Kit had taken Miranda sailing that morning. She had never sailed much before, but in the last month, Kit had taken her out almost every morning. She preferred sports that actually allowed you to move, like tennis or skiing or, in a pinch, golf. But sitting next to Kit on his Aunt Charlotte's sailboat, his unconscious youth illuminated in the rich autumn light, his skin burnt by the sun and the wind, his pale gray eyes squinting into the benign autumn sun, the sail full and bleached white against the richness of the sky, snapping in the wind, the clouds racing the sailboat across the blue expanse, sitting beside Kit, the sky so deep a blue and so alive on her skin, sitting there, so still, not moving a muscle, yet shooting through the waves, the spray cold and fine, Miranda had rediscovered the joy of speed.

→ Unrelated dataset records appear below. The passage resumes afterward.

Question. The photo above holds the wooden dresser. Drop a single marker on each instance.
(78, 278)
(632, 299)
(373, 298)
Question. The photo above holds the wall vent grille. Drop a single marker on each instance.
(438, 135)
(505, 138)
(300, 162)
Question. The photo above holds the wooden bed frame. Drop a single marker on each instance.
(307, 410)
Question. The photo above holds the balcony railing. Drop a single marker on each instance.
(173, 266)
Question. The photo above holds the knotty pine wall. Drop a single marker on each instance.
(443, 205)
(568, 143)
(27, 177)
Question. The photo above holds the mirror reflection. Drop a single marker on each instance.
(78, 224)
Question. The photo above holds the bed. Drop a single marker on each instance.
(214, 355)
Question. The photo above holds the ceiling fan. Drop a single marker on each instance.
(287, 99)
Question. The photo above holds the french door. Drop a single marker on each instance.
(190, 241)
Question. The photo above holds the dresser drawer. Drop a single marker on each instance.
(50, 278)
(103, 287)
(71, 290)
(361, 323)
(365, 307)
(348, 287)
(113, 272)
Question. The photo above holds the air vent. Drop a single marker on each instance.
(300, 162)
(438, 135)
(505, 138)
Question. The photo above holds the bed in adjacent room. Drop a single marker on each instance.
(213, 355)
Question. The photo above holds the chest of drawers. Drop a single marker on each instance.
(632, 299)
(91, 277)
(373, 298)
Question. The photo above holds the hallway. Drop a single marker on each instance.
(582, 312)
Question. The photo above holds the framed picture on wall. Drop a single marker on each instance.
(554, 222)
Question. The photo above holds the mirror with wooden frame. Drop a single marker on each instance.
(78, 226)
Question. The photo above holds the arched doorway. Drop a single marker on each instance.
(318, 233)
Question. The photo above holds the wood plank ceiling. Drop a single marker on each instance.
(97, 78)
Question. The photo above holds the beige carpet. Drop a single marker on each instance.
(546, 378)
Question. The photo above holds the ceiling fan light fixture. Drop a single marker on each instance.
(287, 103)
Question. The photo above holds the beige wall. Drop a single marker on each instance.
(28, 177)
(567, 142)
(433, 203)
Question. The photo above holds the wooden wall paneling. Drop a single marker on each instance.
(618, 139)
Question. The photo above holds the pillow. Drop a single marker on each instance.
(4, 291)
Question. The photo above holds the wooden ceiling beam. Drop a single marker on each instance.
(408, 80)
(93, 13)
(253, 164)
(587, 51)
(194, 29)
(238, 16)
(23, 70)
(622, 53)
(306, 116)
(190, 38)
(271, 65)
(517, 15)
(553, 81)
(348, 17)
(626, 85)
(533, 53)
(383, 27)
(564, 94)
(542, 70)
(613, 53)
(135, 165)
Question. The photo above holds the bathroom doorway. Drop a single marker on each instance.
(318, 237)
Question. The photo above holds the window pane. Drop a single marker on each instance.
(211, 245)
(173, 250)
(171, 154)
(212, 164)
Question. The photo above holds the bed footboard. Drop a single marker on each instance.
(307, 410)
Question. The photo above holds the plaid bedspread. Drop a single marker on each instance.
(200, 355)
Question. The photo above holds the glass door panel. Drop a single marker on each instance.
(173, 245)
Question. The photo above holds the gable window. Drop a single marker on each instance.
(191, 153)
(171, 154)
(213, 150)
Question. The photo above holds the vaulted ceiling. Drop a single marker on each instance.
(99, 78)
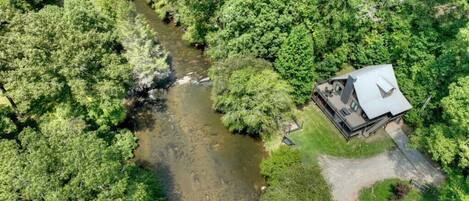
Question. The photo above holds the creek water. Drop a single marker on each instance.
(183, 139)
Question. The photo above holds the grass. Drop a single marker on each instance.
(319, 136)
(382, 191)
(3, 100)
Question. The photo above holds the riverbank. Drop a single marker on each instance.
(184, 139)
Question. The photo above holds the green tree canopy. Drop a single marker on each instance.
(257, 27)
(295, 63)
(253, 100)
(65, 55)
(62, 161)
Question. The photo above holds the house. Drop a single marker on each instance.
(362, 101)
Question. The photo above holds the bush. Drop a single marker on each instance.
(295, 63)
(400, 190)
(253, 100)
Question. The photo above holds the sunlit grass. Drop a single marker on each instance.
(319, 136)
(382, 191)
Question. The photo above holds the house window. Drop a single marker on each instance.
(354, 105)
(338, 89)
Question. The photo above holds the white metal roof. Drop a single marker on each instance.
(369, 81)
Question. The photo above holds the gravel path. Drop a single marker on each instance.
(348, 176)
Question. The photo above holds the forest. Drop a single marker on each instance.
(279, 48)
(66, 68)
(65, 71)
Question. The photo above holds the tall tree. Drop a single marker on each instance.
(65, 55)
(61, 161)
(295, 63)
(253, 99)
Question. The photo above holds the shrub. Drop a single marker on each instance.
(253, 99)
(295, 63)
(400, 190)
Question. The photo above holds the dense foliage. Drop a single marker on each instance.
(65, 75)
(61, 161)
(253, 99)
(295, 63)
(288, 179)
(194, 15)
(64, 56)
(426, 41)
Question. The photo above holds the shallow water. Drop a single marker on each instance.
(184, 139)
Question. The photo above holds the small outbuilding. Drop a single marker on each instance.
(362, 101)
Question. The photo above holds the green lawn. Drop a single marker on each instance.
(319, 136)
(382, 191)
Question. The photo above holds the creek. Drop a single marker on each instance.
(184, 140)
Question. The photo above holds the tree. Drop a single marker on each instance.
(295, 63)
(65, 55)
(144, 53)
(257, 28)
(253, 99)
(8, 122)
(456, 104)
(61, 161)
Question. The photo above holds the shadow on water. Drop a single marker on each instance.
(184, 140)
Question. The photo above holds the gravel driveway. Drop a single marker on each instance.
(348, 176)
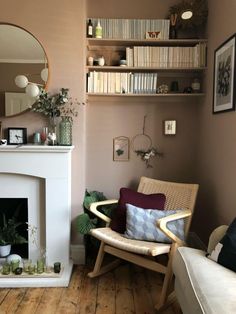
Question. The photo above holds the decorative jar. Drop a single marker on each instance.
(65, 131)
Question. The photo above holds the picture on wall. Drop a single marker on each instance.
(121, 148)
(224, 76)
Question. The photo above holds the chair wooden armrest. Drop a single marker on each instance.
(93, 209)
(161, 223)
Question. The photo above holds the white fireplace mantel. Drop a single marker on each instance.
(43, 175)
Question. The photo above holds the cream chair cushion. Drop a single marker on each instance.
(115, 239)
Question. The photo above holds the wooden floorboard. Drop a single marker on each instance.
(128, 289)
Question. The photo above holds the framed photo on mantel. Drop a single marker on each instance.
(224, 76)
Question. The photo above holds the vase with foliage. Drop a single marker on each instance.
(9, 234)
(55, 106)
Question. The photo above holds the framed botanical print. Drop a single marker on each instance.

This was not the same as movement, a sensation she knew so well, a sensation she needed and cultivated constantly, clapping her hands, waving her arms, striding purposefully across a room, standing, sitting, crossing and uncrossing her legs. Movement was a language Miranda could speak. But this was something entirely different. This was a rush of excitement, this was the universe's movement, not her own, this was beyond her control. For the first time in years, Miranda was passive, flying through time, hurtling toward her fate, whatever that fate might be.
Henry had been there, too, of course, on all the sails, swaddled in a fat yellow life preserver. That morning he had spent most of the time on Miranda's lap asleep. When he woke, he pointed at an airplane, at a seagull, at a plastic bleach bottle bobbing in the water, naming them as God named the birds and beasts of the Bible: plane, bird, bottle. Children are not very discriminating, she thought, seeing his gleeful eyes, and wondered where she fit into his interests. When he asked her to sing a song, she could think of nothing but "Puff the Magic Dragon." But when she got to the part about Little Jackie Paper going away, Henry began to sob.